Cramped airline seats are a top complaint of air travelers these days. Now, passengers may soon have even more to complain about on some American Airlines flights.
The USA’s biggest carrier will reduce legroom by up two inches in the economy cabin of its new Boeing 737 MAX jets that will begin arriving to the airline later this year.
That’s according to CNN, which was the first to report the news. The network adds United is said to be considering a similar change, "according to a person briefed on its evaluations.” United declined to comment to CNN.
As for the details of the changes at American, the “seat pitch” – a standard industry measure of the space between the same spot between two seats – will shrink from the current 31 inches to 30 inches throughout most of the economy cabin on the company's new 737 MAX planes. Three rows of the plane will have an even bigger reduction, with the space shrinking from 31 inches to 29 inches. Those rows will be the last two on the aircraft as well as one other row closer to the front.
American tells CNN the tighter seating configuration may also be extended to its existing 737-800 plans, but says it has not yet decided.
“With the change,” writes CNN’s Jon Ostrower, “American will become the first large U.S. carrier to offer legroom with a pitch that's nearly on par with ultra-low cost carriers Spirit Airlines and Frontier Airlines. Those seats are an industry minimum 28-inches apart.”
CNN compares that to the USA’s other big airlines, noting average seat pitch at Delta and United ranges from 30 inches to 31 inches. The nation’s other large carriers – Alaska Airlines, JetBlue and Southwest – have pitches ranging from 31 inches to 33 inches, according to CNN.
Also smaller on American’s new 737s will be the lavatories, CNN said, citing “one person familiar with the planning.”
Overall, American’s 737 MAX jets will seat 170 passengers, CNN reported, citing “two sources.” American’s current 737-800 aircraft seat 160. For the MAX aircraft, CNN’s sources say American will keep 16 first-class seats and maintain its roomier “Main Cabin Extra” seating area.
News of the change comes as U.S. airlines have spent much of the past month under scrutiny for how they treat their customers in the wake of a high-profile passenger dragging incident. That April 9 incident on United Express Flight 3411 has put the entire industry under the spotlight.
On Tuesday, executives from United and other big airlines endured a grilling in front of Congress. Lawmakers threatened to legislate customer-service requirements if the airlines don’t voluntarily make improvements on their own.
As the new tighter-seat 737s begin flying for American, industry observers will keep watch to see if other traditional full-service airlines follow American’s lead. Historically, big airlines have watched to see how such changes at rivals are received by customers; in the end, though, most carriers have matched policies adopted by their rivals.
For example, American was the first to begin charging for checked bags in 2008 – a groundbreaking move at the time that some predicted would provoke a backlash from customers.
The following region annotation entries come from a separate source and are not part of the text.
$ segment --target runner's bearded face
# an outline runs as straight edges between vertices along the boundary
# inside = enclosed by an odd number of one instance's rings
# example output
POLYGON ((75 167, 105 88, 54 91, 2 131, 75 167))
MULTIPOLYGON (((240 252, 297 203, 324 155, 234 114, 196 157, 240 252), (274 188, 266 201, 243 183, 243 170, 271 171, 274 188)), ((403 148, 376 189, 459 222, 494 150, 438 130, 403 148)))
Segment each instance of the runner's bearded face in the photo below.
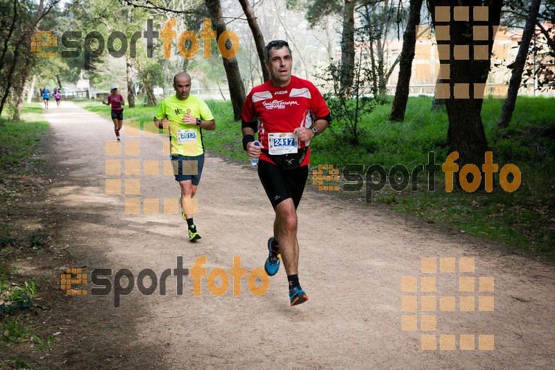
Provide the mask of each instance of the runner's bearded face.
POLYGON ((284 87, 291 81, 291 70, 293 58, 289 49, 285 47, 270 50, 270 62, 266 63, 272 77, 272 83, 276 87, 284 87))
POLYGON ((187 100, 191 91, 191 80, 187 76, 180 76, 176 78, 173 89, 176 90, 176 96, 179 100, 187 100))

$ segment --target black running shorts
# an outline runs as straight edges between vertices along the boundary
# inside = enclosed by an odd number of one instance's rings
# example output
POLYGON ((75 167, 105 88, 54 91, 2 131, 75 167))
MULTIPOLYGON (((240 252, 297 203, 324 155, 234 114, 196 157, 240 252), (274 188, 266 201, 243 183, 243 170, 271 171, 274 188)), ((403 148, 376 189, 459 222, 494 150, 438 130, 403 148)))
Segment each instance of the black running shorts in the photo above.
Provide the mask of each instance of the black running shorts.
POLYGON ((119 119, 120 121, 123 121, 123 110, 122 110, 121 112, 114 112, 112 111, 112 119, 119 119))
POLYGON ((204 167, 204 153, 196 156, 174 155, 171 158, 176 181, 191 180, 194 185, 198 185, 204 167))
POLYGON ((259 160, 258 177, 274 209, 280 203, 291 198, 296 210, 307 185, 308 165, 285 170, 265 160, 259 160))

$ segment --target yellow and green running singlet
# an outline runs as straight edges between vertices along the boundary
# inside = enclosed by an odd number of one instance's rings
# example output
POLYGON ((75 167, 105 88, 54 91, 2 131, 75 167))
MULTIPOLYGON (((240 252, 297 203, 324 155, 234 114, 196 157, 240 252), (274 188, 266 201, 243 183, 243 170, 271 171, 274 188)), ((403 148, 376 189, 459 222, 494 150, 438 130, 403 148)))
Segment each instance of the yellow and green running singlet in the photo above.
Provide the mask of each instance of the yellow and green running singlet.
POLYGON ((179 100, 175 95, 164 99, 158 106, 154 116, 157 119, 167 117, 169 120, 170 153, 172 155, 200 155, 204 153, 200 128, 181 121, 187 112, 203 121, 214 119, 206 103, 190 94, 186 100, 179 100))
Today, Southwest is alone among U.S. airlines in allowing all customers to check a bag without a fee.
At least one analyst questioned American’s timing for its latest move, noting the overall industry has enjoyed record profits in recent years.
"This is one of the best economic environments the U.S. airline industry has seen in decades," Henry Harteveldt, founder of the Atmosphere Research Group, said to the network. "There is no need to race to the bottom."